Interpretive Summary: Fusarium head blight (FHB) disease is a major threat to the profitable and dependable production of wheat and barley crops in the United States. Development of disease resistance to FHB in wheat and barley requires accurate knowledge of the pathogenic fungus as it exists in farmer's fields and how it may change over time. In this paper we follow changes in the pathogen population from 1999 to 2013 in the midwestern United States. Major shifts in the pathogen population have taken place over this time period indicating that wheat and barley breeding programs must remain vigulence in order to account for newly emergent strains of the pathogenic fungus. Research descibed in this publication will be used by other plant scientists to improve disease management strategies in small grain crops. This goal can be achieved by the judicious deployment of resistant varieties or by manipulation of cultural practices to shift the balance in favor of plant health.
Technical Abstract: Fusarium graminearum sensu stricto causes Fusarium head blight (FHB) in wheat and barley, and contaminates grains with several trichothecene mycotoxins, causing destructive yield losses and economic impact in the United States.

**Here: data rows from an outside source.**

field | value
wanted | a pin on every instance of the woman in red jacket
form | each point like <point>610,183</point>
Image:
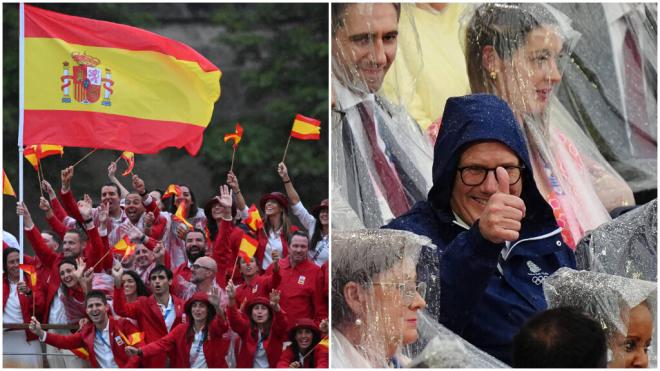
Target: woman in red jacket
<point>276,230</point>
<point>262,328</point>
<point>200,343</point>
<point>305,350</point>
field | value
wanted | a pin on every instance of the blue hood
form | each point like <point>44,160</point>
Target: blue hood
<point>477,118</point>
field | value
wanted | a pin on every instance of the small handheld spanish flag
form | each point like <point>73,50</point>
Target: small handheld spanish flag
<point>29,269</point>
<point>254,219</point>
<point>247,248</point>
<point>36,152</point>
<point>235,136</point>
<point>129,157</point>
<point>172,190</point>
<point>181,214</point>
<point>306,128</point>
<point>7,189</point>
<point>124,247</point>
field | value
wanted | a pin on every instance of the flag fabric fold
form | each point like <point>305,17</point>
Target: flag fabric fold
<point>124,247</point>
<point>306,128</point>
<point>91,83</point>
<point>7,189</point>
<point>247,248</point>
<point>37,152</point>
<point>254,219</point>
<point>31,270</point>
<point>235,136</point>
<point>129,157</point>
<point>172,190</point>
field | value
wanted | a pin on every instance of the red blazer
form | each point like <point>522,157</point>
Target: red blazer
<point>320,357</point>
<point>149,318</point>
<point>261,285</point>
<point>302,290</point>
<point>240,323</point>
<point>175,343</point>
<point>24,300</point>
<point>263,240</point>
<point>92,252</point>
<point>85,338</point>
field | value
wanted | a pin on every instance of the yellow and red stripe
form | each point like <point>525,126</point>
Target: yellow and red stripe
<point>36,152</point>
<point>152,77</point>
<point>7,189</point>
<point>129,157</point>
<point>31,270</point>
<point>306,128</point>
<point>247,248</point>
<point>235,136</point>
<point>254,219</point>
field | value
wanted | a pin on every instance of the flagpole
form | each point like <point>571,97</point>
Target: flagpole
<point>287,147</point>
<point>231,168</point>
<point>21,105</point>
<point>84,157</point>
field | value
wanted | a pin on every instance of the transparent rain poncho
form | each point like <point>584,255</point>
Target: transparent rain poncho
<point>375,330</point>
<point>518,52</point>
<point>370,134</point>
<point>626,246</point>
<point>606,298</point>
<point>613,103</point>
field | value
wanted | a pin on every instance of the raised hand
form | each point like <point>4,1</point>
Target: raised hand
<point>282,170</point>
<point>104,211</point>
<point>112,169</point>
<point>149,219</point>
<point>159,252</point>
<point>35,327</point>
<point>85,209</point>
<point>66,175</point>
<point>48,189</point>
<point>323,326</point>
<point>44,204</point>
<point>133,232</point>
<point>138,184</point>
<point>132,351</point>
<point>21,209</point>
<point>117,272</point>
<point>275,299</point>
<point>232,181</point>
<point>502,216</point>
<point>231,291</point>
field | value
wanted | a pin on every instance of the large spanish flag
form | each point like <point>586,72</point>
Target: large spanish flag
<point>98,84</point>
<point>306,128</point>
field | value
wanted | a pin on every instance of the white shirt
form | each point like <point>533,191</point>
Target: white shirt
<point>57,313</point>
<point>260,357</point>
<point>103,348</point>
<point>274,243</point>
<point>12,312</point>
<point>197,359</point>
<point>168,313</point>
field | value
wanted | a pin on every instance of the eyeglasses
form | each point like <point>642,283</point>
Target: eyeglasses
<point>408,291</point>
<point>197,266</point>
<point>476,175</point>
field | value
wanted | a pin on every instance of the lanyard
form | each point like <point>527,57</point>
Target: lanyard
<point>100,335</point>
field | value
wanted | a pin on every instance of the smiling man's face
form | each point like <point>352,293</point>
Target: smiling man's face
<point>365,45</point>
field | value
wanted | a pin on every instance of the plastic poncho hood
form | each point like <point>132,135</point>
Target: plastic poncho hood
<point>478,118</point>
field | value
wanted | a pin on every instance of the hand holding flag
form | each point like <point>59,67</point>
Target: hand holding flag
<point>304,128</point>
<point>236,138</point>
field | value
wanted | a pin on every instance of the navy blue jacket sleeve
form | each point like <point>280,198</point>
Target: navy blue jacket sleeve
<point>466,266</point>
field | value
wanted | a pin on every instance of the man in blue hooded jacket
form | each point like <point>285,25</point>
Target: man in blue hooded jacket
<point>496,237</point>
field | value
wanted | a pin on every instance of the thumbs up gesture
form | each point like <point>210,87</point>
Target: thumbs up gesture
<point>501,219</point>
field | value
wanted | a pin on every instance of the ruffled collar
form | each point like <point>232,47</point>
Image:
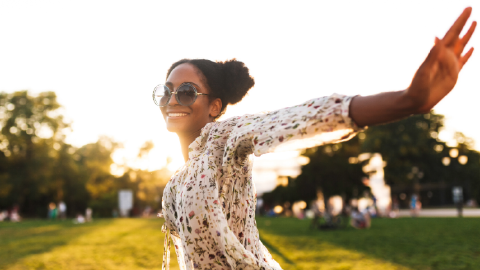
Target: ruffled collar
<point>198,145</point>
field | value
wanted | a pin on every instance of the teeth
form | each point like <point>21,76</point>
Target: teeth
<point>177,114</point>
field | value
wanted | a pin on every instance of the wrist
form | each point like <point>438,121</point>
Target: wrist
<point>412,104</point>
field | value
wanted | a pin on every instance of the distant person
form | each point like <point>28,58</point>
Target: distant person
<point>395,207</point>
<point>62,210</point>
<point>360,219</point>
<point>413,205</point>
<point>14,214</point>
<point>79,219</point>
<point>88,214</point>
<point>212,197</point>
<point>52,211</point>
<point>3,215</point>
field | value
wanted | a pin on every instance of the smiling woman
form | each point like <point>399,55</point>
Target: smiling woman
<point>209,203</point>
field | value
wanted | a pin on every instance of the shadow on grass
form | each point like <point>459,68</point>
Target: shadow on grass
<point>422,243</point>
<point>273,249</point>
<point>19,240</point>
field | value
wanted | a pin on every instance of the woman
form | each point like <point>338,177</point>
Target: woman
<point>209,203</point>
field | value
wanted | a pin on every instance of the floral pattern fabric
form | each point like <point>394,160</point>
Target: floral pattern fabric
<point>209,203</point>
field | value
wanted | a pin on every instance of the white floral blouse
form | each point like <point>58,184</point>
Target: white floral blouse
<point>209,203</point>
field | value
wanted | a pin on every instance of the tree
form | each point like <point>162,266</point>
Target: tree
<point>333,169</point>
<point>415,156</point>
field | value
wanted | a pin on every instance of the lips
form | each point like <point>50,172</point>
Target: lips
<point>176,114</point>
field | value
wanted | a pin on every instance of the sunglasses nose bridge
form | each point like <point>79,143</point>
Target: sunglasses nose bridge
<point>173,99</point>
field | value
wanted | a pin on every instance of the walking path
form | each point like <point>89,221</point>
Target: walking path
<point>452,212</point>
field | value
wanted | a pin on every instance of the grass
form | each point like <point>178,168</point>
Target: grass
<point>422,243</point>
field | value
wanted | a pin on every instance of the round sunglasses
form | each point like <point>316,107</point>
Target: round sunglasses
<point>185,95</point>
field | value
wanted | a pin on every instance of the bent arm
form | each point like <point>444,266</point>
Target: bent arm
<point>381,108</point>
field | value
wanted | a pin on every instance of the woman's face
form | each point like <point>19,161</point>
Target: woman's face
<point>187,119</point>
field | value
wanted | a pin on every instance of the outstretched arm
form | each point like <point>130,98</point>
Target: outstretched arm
<point>434,79</point>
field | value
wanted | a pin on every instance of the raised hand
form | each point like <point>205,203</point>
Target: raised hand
<point>438,74</point>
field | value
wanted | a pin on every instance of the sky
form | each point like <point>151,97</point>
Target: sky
<point>103,58</point>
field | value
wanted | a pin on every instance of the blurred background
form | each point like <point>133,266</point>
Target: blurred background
<point>82,139</point>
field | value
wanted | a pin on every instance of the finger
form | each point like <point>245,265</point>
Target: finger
<point>460,45</point>
<point>434,54</point>
<point>452,34</point>
<point>465,58</point>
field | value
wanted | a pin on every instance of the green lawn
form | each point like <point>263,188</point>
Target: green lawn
<point>422,243</point>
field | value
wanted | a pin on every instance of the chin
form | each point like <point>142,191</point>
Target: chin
<point>177,127</point>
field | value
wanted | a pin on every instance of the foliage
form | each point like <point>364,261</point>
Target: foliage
<point>414,154</point>
<point>329,170</point>
<point>37,166</point>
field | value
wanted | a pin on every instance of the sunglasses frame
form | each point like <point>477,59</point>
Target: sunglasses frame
<point>176,95</point>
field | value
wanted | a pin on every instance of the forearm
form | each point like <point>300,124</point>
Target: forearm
<point>381,108</point>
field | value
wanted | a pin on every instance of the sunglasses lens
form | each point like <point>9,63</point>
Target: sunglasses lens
<point>186,95</point>
<point>162,95</point>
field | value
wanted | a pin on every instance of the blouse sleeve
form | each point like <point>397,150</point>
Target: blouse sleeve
<point>316,122</point>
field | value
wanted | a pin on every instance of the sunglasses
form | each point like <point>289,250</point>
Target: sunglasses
<point>185,95</point>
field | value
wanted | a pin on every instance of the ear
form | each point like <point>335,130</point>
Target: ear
<point>215,107</point>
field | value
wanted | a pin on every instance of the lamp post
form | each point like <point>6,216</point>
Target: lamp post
<point>457,191</point>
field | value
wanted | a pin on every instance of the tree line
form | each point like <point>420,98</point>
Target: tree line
<point>37,166</point>
<point>417,162</point>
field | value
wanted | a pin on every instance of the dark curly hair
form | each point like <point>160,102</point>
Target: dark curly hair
<point>229,80</point>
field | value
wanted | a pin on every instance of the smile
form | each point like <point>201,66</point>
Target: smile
<point>177,114</point>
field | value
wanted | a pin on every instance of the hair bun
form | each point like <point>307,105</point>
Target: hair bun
<point>237,80</point>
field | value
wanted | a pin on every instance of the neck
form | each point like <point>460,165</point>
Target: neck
<point>185,140</point>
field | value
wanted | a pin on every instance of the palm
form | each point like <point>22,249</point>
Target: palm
<point>437,76</point>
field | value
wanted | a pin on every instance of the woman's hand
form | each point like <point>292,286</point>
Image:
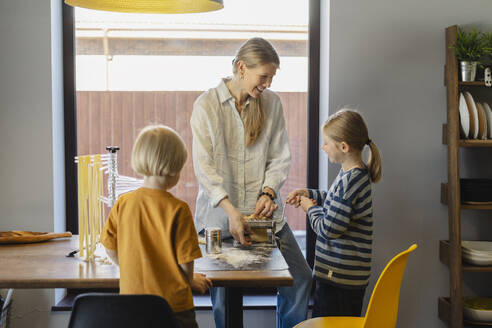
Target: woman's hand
<point>237,224</point>
<point>306,203</point>
<point>200,283</point>
<point>265,206</point>
<point>294,197</point>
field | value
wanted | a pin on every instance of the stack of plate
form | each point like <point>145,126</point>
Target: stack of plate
<point>475,118</point>
<point>477,252</point>
<point>478,309</point>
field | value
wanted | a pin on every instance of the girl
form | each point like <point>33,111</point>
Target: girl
<point>342,217</point>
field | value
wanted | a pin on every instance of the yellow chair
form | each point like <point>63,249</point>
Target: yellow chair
<point>382,310</point>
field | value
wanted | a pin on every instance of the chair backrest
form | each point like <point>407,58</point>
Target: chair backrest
<point>382,310</point>
<point>105,310</point>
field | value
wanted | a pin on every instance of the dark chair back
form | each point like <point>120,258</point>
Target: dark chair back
<point>104,310</point>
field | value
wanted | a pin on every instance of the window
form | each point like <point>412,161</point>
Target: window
<point>133,70</point>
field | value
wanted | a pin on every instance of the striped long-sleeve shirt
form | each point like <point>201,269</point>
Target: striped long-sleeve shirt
<point>343,223</point>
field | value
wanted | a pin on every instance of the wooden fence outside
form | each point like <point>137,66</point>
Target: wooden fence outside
<point>115,117</point>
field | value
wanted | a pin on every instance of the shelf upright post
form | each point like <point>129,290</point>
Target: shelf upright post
<point>454,215</point>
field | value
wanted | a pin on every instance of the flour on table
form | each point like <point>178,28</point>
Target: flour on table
<point>239,257</point>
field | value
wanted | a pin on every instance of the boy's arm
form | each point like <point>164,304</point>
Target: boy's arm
<point>187,269</point>
<point>113,255</point>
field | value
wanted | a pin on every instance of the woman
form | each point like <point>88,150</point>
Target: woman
<point>241,159</point>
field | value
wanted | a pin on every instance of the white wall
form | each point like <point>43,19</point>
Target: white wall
<point>26,170</point>
<point>388,57</point>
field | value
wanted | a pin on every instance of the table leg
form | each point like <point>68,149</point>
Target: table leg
<point>233,307</point>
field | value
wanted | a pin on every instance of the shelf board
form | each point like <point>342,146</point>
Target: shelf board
<point>472,84</point>
<point>444,258</point>
<point>466,143</point>
<point>444,312</point>
<point>444,200</point>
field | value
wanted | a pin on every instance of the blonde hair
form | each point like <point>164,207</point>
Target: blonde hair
<point>348,125</point>
<point>255,52</point>
<point>158,151</point>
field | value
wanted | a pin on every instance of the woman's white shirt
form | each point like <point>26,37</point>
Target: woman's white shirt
<point>225,167</point>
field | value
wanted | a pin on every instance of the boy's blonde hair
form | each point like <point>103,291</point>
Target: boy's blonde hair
<point>158,151</point>
<point>349,126</point>
<point>255,52</point>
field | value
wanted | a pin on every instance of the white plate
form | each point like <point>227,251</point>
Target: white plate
<point>488,114</point>
<point>464,117</point>
<point>477,245</point>
<point>482,313</point>
<point>472,109</point>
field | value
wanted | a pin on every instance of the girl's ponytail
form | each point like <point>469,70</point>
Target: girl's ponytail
<point>374,163</point>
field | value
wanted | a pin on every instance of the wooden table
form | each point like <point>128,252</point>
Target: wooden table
<point>45,265</point>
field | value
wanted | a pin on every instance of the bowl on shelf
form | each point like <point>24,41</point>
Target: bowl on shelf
<point>477,252</point>
<point>478,309</point>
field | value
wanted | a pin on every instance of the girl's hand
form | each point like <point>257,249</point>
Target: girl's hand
<point>294,198</point>
<point>265,206</point>
<point>307,203</point>
<point>200,283</point>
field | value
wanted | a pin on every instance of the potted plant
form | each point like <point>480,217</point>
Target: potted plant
<point>470,48</point>
<point>487,38</point>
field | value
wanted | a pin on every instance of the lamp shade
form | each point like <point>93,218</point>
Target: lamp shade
<point>150,6</point>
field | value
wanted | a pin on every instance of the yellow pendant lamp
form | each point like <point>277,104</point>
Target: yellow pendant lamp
<point>150,6</point>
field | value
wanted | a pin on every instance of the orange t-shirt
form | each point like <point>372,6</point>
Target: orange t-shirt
<point>153,232</point>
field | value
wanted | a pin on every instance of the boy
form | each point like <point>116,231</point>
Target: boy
<point>150,234</point>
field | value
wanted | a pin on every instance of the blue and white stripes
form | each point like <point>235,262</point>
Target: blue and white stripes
<point>343,223</point>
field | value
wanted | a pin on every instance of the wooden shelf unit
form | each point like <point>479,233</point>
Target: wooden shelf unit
<point>450,309</point>
<point>465,206</point>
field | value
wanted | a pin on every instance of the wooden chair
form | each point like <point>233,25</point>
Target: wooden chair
<point>382,310</point>
<point>105,310</point>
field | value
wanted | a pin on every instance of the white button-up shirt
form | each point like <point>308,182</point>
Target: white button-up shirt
<point>226,167</point>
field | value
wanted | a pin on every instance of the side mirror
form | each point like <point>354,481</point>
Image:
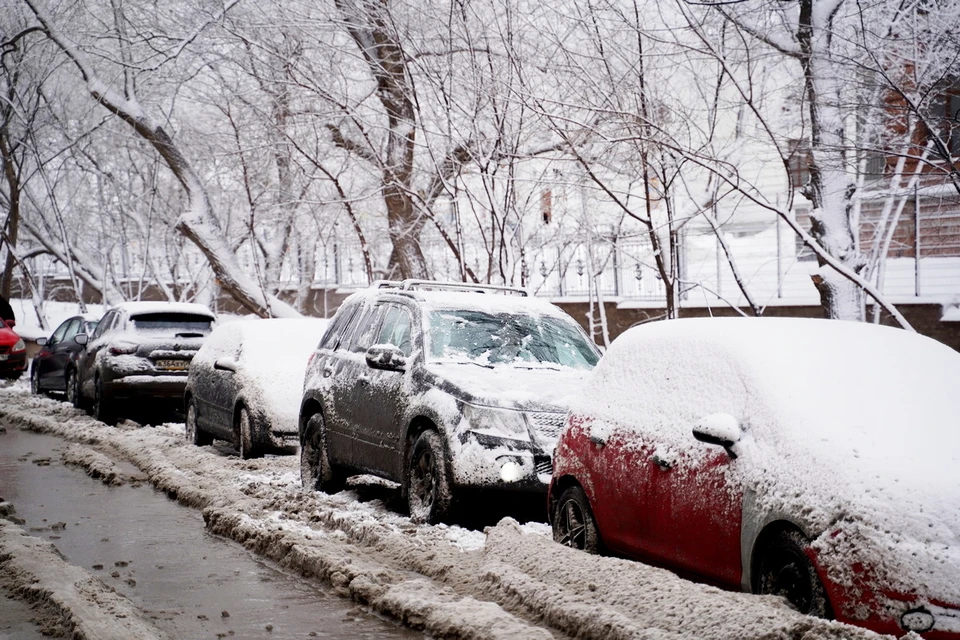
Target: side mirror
<point>225,364</point>
<point>386,357</point>
<point>719,428</point>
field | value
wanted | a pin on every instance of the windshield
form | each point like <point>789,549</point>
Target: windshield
<point>518,339</point>
<point>181,325</point>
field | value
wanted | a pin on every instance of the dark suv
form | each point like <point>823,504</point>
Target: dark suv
<point>440,387</point>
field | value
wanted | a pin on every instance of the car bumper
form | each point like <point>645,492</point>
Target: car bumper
<point>487,462</point>
<point>13,363</point>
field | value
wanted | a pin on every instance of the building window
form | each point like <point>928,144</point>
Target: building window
<point>799,163</point>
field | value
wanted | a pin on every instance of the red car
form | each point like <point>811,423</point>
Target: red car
<point>13,352</point>
<point>814,459</point>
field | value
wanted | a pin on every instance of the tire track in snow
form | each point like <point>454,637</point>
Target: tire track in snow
<point>513,584</point>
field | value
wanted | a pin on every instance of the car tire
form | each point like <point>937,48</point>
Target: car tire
<point>104,408</point>
<point>317,473</point>
<point>573,522</point>
<point>784,569</point>
<point>248,448</point>
<point>429,490</point>
<point>193,433</point>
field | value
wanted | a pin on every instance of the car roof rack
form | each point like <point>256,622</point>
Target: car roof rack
<point>434,285</point>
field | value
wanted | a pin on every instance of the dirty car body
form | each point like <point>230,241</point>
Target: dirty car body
<point>140,351</point>
<point>441,391</point>
<point>245,383</point>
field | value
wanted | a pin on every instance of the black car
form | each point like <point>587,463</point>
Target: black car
<point>140,351</point>
<point>440,387</point>
<point>57,358</point>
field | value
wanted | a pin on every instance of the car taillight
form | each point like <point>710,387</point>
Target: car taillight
<point>122,349</point>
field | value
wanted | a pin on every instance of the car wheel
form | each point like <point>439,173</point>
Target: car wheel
<point>429,491</point>
<point>35,381</point>
<point>248,448</point>
<point>193,432</point>
<point>103,405</point>
<point>316,471</point>
<point>785,570</point>
<point>573,522</point>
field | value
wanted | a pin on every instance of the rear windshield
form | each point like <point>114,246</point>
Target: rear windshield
<point>181,325</point>
<point>517,339</point>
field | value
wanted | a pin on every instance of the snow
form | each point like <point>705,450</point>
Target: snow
<point>272,354</point>
<point>508,581</point>
<point>847,428</point>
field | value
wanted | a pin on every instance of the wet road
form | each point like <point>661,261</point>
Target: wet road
<point>157,553</point>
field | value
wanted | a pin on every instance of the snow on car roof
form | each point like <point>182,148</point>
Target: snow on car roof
<point>842,422</point>
<point>140,308</point>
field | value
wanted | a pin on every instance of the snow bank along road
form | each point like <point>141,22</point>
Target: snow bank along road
<point>509,581</point>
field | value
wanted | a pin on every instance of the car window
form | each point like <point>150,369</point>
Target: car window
<point>181,325</point>
<point>396,328</point>
<point>59,333</point>
<point>73,329</point>
<point>364,332</point>
<point>512,338</point>
<point>105,323</point>
<point>342,320</point>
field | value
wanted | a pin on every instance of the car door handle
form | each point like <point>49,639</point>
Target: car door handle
<point>663,463</point>
<point>598,440</point>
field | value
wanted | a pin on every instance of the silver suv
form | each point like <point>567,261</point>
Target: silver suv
<point>440,387</point>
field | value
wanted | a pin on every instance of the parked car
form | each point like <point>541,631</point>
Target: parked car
<point>13,352</point>
<point>57,357</point>
<point>139,351</point>
<point>815,459</point>
<point>246,381</point>
<point>440,387</point>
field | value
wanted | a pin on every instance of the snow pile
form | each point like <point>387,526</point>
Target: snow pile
<point>846,427</point>
<point>508,582</point>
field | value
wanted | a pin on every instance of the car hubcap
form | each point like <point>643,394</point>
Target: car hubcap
<point>573,530</point>
<point>424,473</point>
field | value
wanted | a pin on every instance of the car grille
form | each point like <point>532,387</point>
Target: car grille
<point>548,424</point>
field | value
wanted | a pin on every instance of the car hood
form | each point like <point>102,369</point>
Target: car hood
<point>508,386</point>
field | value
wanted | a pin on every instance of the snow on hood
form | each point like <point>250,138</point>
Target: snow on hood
<point>509,386</point>
<point>846,425</point>
<point>273,360</point>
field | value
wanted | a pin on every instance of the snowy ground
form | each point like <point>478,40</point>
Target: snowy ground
<point>508,581</point>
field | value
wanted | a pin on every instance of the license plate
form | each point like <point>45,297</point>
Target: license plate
<point>173,365</point>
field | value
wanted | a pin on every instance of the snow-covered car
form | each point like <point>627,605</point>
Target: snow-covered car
<point>13,352</point>
<point>440,387</point>
<point>139,351</point>
<point>58,354</point>
<point>246,381</point>
<point>815,459</point>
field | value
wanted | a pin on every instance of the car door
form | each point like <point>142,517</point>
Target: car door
<point>61,355</point>
<point>214,388</point>
<point>381,399</point>
<point>46,360</point>
<point>687,494</point>
<point>349,390</point>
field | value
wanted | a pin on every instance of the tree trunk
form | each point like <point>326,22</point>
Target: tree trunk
<point>829,188</point>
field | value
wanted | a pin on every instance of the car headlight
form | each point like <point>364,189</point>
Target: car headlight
<point>504,423</point>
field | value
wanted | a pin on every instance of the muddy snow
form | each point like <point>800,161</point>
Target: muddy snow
<point>508,581</point>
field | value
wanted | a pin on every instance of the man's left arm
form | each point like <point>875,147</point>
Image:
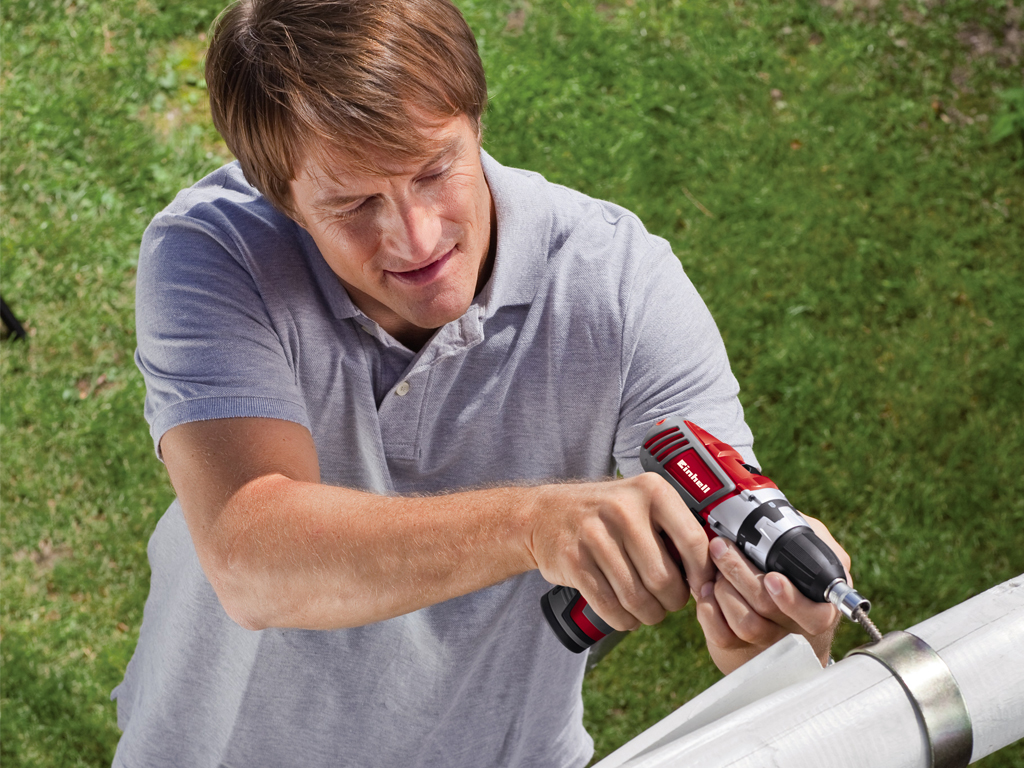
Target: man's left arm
<point>675,363</point>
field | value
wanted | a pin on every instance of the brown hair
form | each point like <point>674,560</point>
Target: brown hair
<point>292,79</point>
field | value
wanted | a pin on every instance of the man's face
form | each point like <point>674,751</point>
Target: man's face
<point>412,247</point>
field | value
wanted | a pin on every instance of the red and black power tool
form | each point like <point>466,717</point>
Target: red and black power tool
<point>729,499</point>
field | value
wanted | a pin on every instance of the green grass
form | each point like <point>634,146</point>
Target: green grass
<point>843,183</point>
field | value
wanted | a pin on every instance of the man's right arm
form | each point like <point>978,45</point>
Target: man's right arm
<point>283,550</point>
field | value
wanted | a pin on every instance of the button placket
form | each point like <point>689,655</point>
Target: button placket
<point>400,415</point>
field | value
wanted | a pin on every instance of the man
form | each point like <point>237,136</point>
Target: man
<point>391,381</point>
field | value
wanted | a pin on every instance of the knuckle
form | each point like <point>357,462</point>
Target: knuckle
<point>751,628</point>
<point>662,580</point>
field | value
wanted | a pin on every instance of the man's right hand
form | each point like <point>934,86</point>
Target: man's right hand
<point>281,549</point>
<point>604,540</point>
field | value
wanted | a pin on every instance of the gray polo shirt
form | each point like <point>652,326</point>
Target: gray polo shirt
<point>587,332</point>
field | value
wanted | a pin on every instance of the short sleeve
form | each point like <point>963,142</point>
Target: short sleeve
<point>208,343</point>
<point>674,361</point>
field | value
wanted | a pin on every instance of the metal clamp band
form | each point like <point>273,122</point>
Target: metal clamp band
<point>934,693</point>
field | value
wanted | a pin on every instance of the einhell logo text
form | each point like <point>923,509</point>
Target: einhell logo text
<point>685,469</point>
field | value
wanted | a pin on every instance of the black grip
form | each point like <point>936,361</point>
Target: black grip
<point>807,561</point>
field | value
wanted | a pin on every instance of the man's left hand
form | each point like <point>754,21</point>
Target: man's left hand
<point>744,611</point>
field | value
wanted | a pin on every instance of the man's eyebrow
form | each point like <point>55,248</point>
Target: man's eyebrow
<point>334,200</point>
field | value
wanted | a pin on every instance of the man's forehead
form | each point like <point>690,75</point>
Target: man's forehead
<point>332,171</point>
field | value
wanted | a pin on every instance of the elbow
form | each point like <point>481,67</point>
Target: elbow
<point>240,599</point>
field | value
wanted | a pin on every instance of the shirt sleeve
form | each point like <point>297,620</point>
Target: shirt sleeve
<point>674,361</point>
<point>208,347</point>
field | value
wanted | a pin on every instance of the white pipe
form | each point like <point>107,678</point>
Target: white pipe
<point>856,714</point>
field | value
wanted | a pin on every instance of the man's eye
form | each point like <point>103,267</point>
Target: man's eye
<point>350,212</point>
<point>436,175</point>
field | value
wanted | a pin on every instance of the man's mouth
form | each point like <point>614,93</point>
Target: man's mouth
<point>425,274</point>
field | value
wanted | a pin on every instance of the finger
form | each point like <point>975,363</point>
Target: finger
<point>675,518</point>
<point>713,622</point>
<point>598,592</point>
<point>809,616</point>
<point>629,587</point>
<point>747,578</point>
<point>657,570</point>
<point>748,625</point>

Recently, a F. graminearum strain collected from Minnesota (MN) was determined to produce a novel trichothecene toxin, called NX-2. In order to determine the spatial and temporal dynamics of NX-2 producing strains in MN, North Dakota (ND) and South Dakota (SD), a total of 463 F. graminearum strains were collected from three sampling periods, 1999-2000, 2006-2007 and 2011-2013. A PCR-RFLP based diagnostic test was developed and validated for NX-2 producing strains based on polymorphisms in the Tri1 gene. Trichothecene biosynthesis gene (Tri gene)-based polymerase chain reaction (PCR) assays and ten PCR- restriction fragment length polymorphism (RFLP) markers were used to genotype all strains. NX-2 strains were detected in each sampling period but with a very low overall frequency (2.8%) and were mainly collected near the borders of MN, ND and SD. Strains with the 3ADON chemotype were relatively infrequent in 1999-2000 (4.5%) but increased to 29.4% in 2006-2007 and 17.2% in 2011-2013. The distribution of 3ADON producing strains also expanded from a few border counties between ND and MN in 1999-2000, southward toward the border between SD and MN in 2006-2007 and westward in 2011-2013. Genetic differentiation between 2006-2007 and 2011-2013 populations (3%) was much lower than that between 1999-2000 and 2006-2007 (22%) or 1999-2000 and 2011-2013 (20%) suggesting that most change to population genetic structure of F. graminearum occurred between 1999-2000 and 2006-2007. This change was associated with the emergence of a new population consisting largely of individuals with a 3ADON chemotype. A Bayesian clustering analysis suggested that NX-2 chemotype strains are part of a previously described Upper Midwestern population. However, these analyses also suggest that the NX-2 isolates could represent a distinct population, but that interpretations of population assignment are influenced by the small number of NX-2 strains available for analysis.